I like these sorts of things every so often, so thought I'd throw this up if anyone wanted to have a stab at it

Let's consider "stacks" of blocks in any number of dimensions - and for this example we'll consider a side length of 5.

So, a one dimensional stack of blocks would just be 5 blocks on top of each other - therefore using 5 blocks in total.

A two dimensional "stack" of blocks would have 5 blocks on the bottom, then 4, then 3, then 2 and then 1. So this would use 15 blocks in total.
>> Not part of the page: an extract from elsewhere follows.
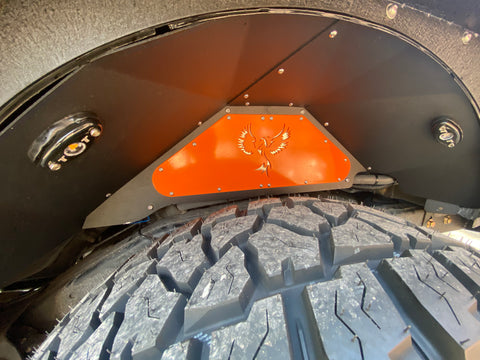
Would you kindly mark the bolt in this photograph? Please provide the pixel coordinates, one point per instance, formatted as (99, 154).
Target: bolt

A 3 dimensional "stack" of blocks would be a triangular pyramid. So it'd have 15 blocks on the bottom arranged in a triangle (5, 4, 3, 2, 1) then 10 blocks arranged in a triangle (4, 3, 2, 1) all the way up to just one block at the top. So this would use 35 blocks in total.

Applying this same logic, how many blocks would be needed to make a 4 dimensional "stack" of side length 5?

Following on from this, can you write a method / function that will, given the side length and number of dimensions, work out the total number of blocks needed?

An interesting spin off of this problem is this - given a normal triangular pyramid of blocks (3D) and assuming each block can only take a certain amount of weight before it collapses, if built tall enough will the whole pyramid collapse under its own weight? If we apply this to a 4D "pyramid", would it do the same thing? If so, is there a number of dimensions for which it won't ever collapse under its own weight?

EDIT: For clarification, I'm still assuming gravity is a vector force only ever acting on a single dimension.